Başka bir hatıra hafif bulanık ta olsa zihnimde saklanmış. Küçük dayı Libya' ya gidiyor ve dönüşte hangi oyuncağı istediğimi soruyor. Tabi ki tren! Sonraki altı ay oyuncağımı beklemekle ve arkadaşlarıma, benle iyi geçindikleri takdirde bu trenle oynayabileceklerini vaad etmekle geçiyor. Tren geliyor, hakikatten havalı birşey. Dayıyı mayıyı unutup rayları döşüyorum halı üzerine. İki farklı hat birbirine makaslı bir rayla bağlanıyor. İşte bu makas sistemiyle trenimi bir oraya bir buraya geçirdiğim zamanlar " büyüyünce ne olacaksın?" sorusuna " istasyon makas şefi" cevabını verdiğim zamanlara denk düşüyor.
 
>>
 
Yaş 23 küsür bu sefer... Bir arkadaşımda da aynı tren seti olduğunu öğreniyorum. Üç gün sonra bizim evde buluşup raylarımızı birleştiriyoruz, voltranı oluşturmak gibi birşey... Ben yine makas başında yerimi alırken, arkadaşım emekler vaziyette trenleri takip ediyor. Kısa sürede dizlerini paraladığından dolayı görevi ben devralıyorum. Çocukken bu vaziyette saatlerce sürünebilmemizi neye bağlamak lazım acaba? Kafamı halının üzerine koyup tek gözümü kısarak vagonlara bakıyorum, allahım bir zaman tünelinden geçmiş gibiyim. Şimdi yine eskisi gibi o vagonların içinde, keçi kıllı halı ülkesinin esrarengiz şehirlerine doğru yola çıkabilirim. Ve çıkıyorum da... "Hadi oğlum eve gidiyoruz artık" diyen de olmadığı için karnımız acıkana kadar saatlerce trencilik oynuyoruz. Evet, yaş 23 demiştik di mi? Utanmıyoruz bundan asla.

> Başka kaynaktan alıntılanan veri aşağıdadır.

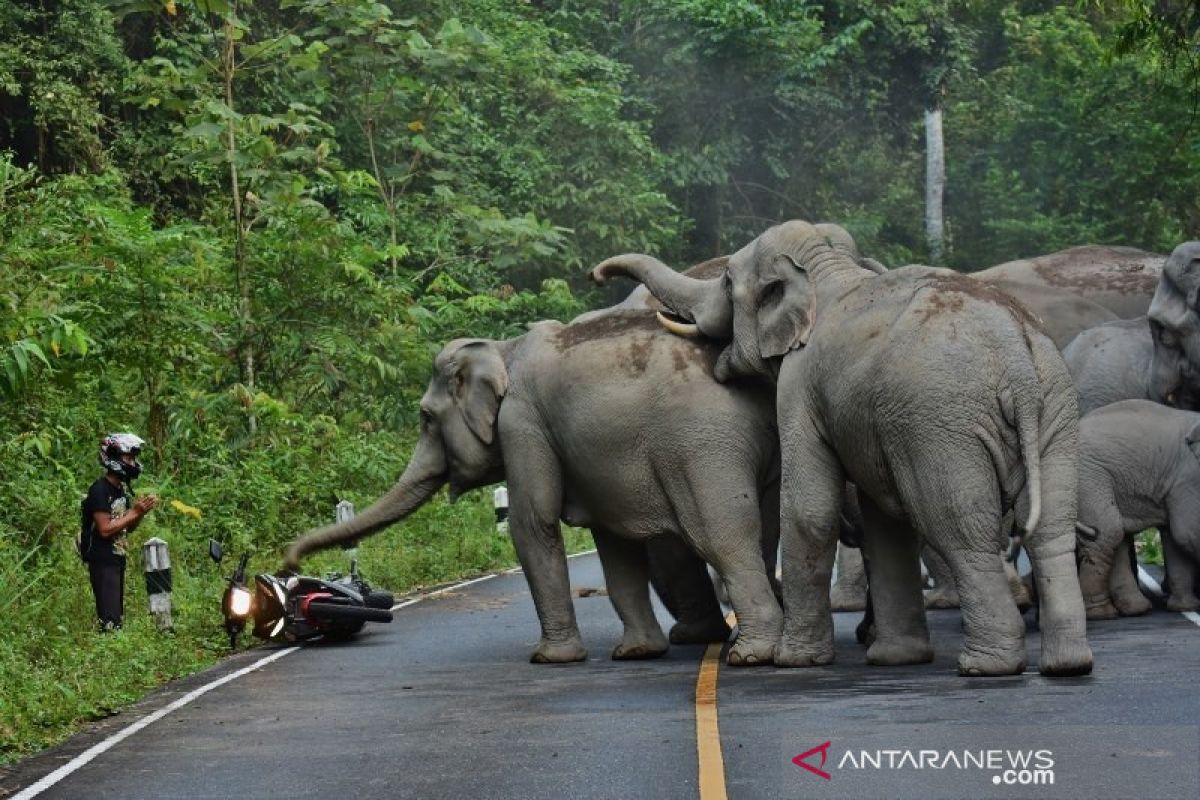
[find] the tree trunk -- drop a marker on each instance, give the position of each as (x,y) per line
(935,185)
(245,310)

Tren anıları birinden diğerine sürükledi beni. Yazının girişinde bir iki cümleyle bahsedip geçeyim diyordum ama dalmışım. Belki niye böyle bir tren sohbeti açtığımı merak etmişsinizdir...
 

Efendim çok yakında uzun bir tren seyahatine çıkıyorum, üç gün sürecek bir seyahat. Mayami' den Sent Luis' e geçiyorum. Uçakla iki saat kadar süren yolu ben trenle üç günde alacağım. Herkesin tuhaf karşıladığı bu seçimimi bari siz yadırgamayın diye trenlere olan merakımı anlatarak girdim. İkinci bir etkense biraz sağı solu görmek istemem. Toplamda bir yıldır ABD' deyim ama Florida' nın dışına ancak bir kere çıkabildim. Hoş, doğduğundan beri Mayami' den çıkmamış amerikalılarla da tanıştım ama çok şükür ki ben türküm. Bizim göçebe bir geleneğimiz var.
 

İşte kırmızıyla gördüğünüz bu hat benim rotam. Yolculuğumu tamamladığımda bir çok esrarengiz şehir görmüş olacağım keçi kıllı halı ülkesinde.


ÖNCEKİ YORUMLAR:

Yazan:atalet | Tarih: 2008-06-12 08:45:13
Konu: ..
ben çok sevmiştim senin eski yol hikayeni..
hadi bakalım..

tren kullanımı azaldıkça güzel hatırlanan şeylerden oldu..
ben haydarpaşadan birilerini karşılarken genzi gıdıklayan o tuhaf kokuyu severdim mesela .. çocukken..
ve..
ingilterede bindiğim bir manchester baxton treni var mesela..
ta eski yıllardan kalma.. kasabaya uygun büyüklükte..
2 vagon bi lokomotif..=P
siyah döküm..
viktorya dönemlerinden kalma hissetmiştim kendmi..
o tombul bamya çan kuleli kiliseli köylerin arasından yaya hızıyla gideken..
ama ne keyifti..
=)
.........
Evet giderek azalmaya başlayınca daha önemli şeylerden biri oldu. Senin anlattığın daha da eskisi. Valla ne diyeyim öyle bir trenle ben de gezmek isterdim. 
  
Yazan:dolphinblue | Tarih: 2008-06-12 16:37:50
Konu: *
ya ben hep trenle seyahat etmek istemişimdir. ve bende kız çocuğu olmama rağmen hep oyuncak trenim olsun istemiştim... olmadı tabii
ama kimbilir belki birgün gelecekteki oğlumla halının üzerine serip oynarız bol bol :)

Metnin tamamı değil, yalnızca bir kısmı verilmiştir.